The brief stopped short of explicitly stating, as some reports imply, that piracy is actually good for creative industries. But it certainly concludes that they aren’t that hurt by it – and that efforts to solve this non-problem are likely to hit everyone far worse.


  1. My suspicion is that the media distribution industry (Amazon, Apple, B&N) has known all this for some time now. They perpetuate this mythology because it provides socially acceptable cover for the real reasons for making eBooks harder to read than necessary with DRM and the threats of statutes such as DCMA. It’s more about the distributors capturing and retaining customers at this stage of the game. Once this all shakes out and there is an established distribution oligopoly, publishers and authors may be in for a shock.

  2. “In 2013, for the first time, UK revenues from online music were higher than revenues from CDs and vinyl combined.” Yes, but a fairer comparison would be with current sales of online music compared with sales of CDs and vinyl at their peak–before piracy devastated those sales.

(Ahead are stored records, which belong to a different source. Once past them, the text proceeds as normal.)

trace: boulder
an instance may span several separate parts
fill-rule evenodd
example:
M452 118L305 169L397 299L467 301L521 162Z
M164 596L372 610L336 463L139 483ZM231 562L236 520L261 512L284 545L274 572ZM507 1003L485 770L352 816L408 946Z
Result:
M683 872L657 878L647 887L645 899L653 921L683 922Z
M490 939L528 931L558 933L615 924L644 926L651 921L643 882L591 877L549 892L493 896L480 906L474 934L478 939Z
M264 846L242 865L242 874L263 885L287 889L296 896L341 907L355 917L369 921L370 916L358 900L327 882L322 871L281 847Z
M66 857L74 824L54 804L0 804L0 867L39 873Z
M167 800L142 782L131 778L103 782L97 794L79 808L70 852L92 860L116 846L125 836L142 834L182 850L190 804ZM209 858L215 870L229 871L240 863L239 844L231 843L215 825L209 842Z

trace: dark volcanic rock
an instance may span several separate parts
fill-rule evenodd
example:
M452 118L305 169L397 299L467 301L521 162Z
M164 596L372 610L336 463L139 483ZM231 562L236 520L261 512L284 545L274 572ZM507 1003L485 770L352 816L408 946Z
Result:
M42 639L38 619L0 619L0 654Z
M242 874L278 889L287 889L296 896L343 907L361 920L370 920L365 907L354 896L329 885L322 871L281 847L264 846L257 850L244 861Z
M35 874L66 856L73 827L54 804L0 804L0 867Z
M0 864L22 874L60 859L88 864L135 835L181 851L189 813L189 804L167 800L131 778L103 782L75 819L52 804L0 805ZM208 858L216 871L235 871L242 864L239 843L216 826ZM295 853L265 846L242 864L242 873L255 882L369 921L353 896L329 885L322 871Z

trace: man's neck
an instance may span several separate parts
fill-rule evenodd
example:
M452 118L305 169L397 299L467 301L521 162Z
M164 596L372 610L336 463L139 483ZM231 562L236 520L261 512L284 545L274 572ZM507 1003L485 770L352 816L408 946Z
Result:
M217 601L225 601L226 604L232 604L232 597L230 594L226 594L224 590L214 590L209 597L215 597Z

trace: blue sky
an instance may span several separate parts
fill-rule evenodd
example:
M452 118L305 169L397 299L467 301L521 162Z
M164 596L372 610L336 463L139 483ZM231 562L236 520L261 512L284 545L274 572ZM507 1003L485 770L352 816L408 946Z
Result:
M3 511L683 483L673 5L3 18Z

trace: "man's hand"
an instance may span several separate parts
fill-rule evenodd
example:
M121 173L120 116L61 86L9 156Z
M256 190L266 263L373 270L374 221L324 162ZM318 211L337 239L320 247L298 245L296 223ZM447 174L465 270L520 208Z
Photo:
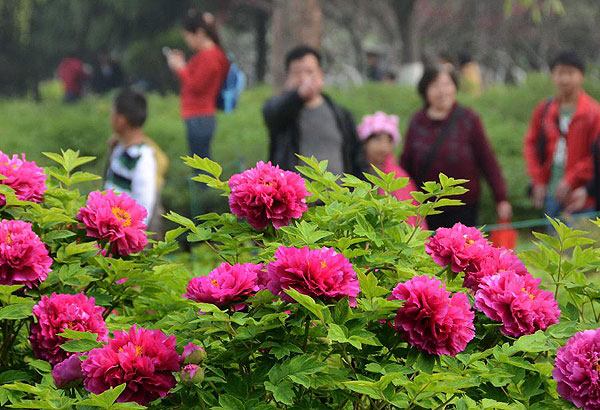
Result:
M531 190L531 200L533 201L533 206L537 209L542 209L545 199L546 185L534 185Z
M106 141L106 145L108 146L108 149L110 149L110 150L112 150L114 147L116 147L118 143L119 143L119 137L117 137L116 135L112 135Z
M571 187L569 186L569 184L567 184L567 182L564 179L562 179L556 187L556 192L554 193L554 196L560 204L564 205L567 202L567 197L570 193Z
M307 78L298 87L298 94L304 101L310 101L320 95L322 90L323 81L321 79Z
M508 201L498 202L496 204L496 213L498 213L498 220L508 221L513 215L512 205Z
M185 67L185 55L181 50L173 50L167 56L169 68L175 72L181 71Z
M569 213L581 211L585 206L587 197L587 189L585 189L584 186L573 190L573 192L571 192L571 195L569 195L569 198L567 199L565 211Z

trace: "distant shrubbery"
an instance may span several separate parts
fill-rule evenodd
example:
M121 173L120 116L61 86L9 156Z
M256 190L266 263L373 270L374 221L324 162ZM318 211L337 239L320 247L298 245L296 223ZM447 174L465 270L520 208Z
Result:
M588 79L585 86L592 96L600 98L600 81ZM110 135L110 97L91 97L75 106L63 106L58 100L54 85L43 88L42 91L43 95L50 98L41 104L26 100L0 101L0 148L7 152L26 152L34 160L42 160L41 151L79 149L82 154L100 158L89 169L100 173L106 155L104 141ZM367 84L330 92L354 113L357 121L362 115L376 110L399 115L401 132L406 130L410 115L421 105L412 88ZM552 92L553 87L545 76L532 75L522 87L494 86L478 98L460 97L461 101L473 107L483 118L508 181L509 198L515 207L516 219L541 216L531 208L525 195L525 165L521 147L529 116L536 102ZM266 159L268 136L261 107L270 94L269 87L253 88L244 93L233 114L219 116L213 153L214 158L223 164L226 176L239 171L241 167ZM171 158L169 180L163 193L166 209L189 214L188 195L182 195L182 192L187 193L191 174L178 160L180 156L187 154L185 130L179 118L178 97L150 95L150 115L145 129ZM47 164L47 161L43 159L41 164ZM97 185L90 185L88 188L94 187ZM220 199L211 199L213 203L216 201ZM485 190L480 223L493 222L495 215L491 196Z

    “Although revenues from print book sales have declined, this has been offset by increases in sales of eBooks and the rate of growth is not declining.” For what sector(s) of publishing is this true? Certainly not for scholarly publishing, where declines in print revenues have far outstripped gains in revenues from sales of eBooks. And recent data i have seen even for the trade sector shows that eBook sales are no longer growing at such a rapid rate, but leveling off as a percentage of the overall market. I don’t know of any trade publisher whose revenues from eBooks yet equals its sales from print.

  3. Sanford Thatcher, what’s your point? That piracy does have a more severe effect on sales than the LSE study suggests? Potentially, but part of the point of the LSE study is that the data sources are not objective, and are driven by specific agendas. We now have the LSE brief and the Hargreaves Review both arguing for a lighter touch on the piracy question, versus government committees exposed to the full force of commercial lobbying and selective statistics. In the circumstances, I know who I’m more likely to trust.

  4. Having read the study and noted that many of the assumptions the study contains are based on the findings of the Hargreaves Review which in turn has be shown to be based on what the Government wanted the review to discover. Sorry Paul StJohn Mackintosh but if you don’t trust the government you therefore cannot trust Hargreaves even though it may appear to say what you want to hear. The LSE study fails to recognise that in the continued delay in DEA provisions is a sign that this government are not going to have OFCOM write to anyone this side of an election or ever for that matter. The focus has shifted to the suppliers. The LSE study also falls into the trap that in assuming that because big bad IP are actually making more money than they were then piracy is having no, or even a positive, effect. This is just a lazy repetition of so many articles and so called studies that have gone before. Its as invalid as the record companies screeching that they are being destroyed by piracy. The only one thing Hargreaves got right was ditching the Fair Use proposal and the LSE study fails to understand that Fair Use and Fair Dealing are not the same thing; just as they fail to understand that copyright is a properly right and that rights holders are not kulaks or crofters whose properly is to be approbated for some fluffy internet activist idea of the public right to free speech.

    The real questions are – how much more are the honest consumers paying because of piracy in order to keep record executives in the style that nothing is going to make them give up – What is the effect of piracy on the actual artists who once they become popular get pirated out of existencece because no one really pays anymore.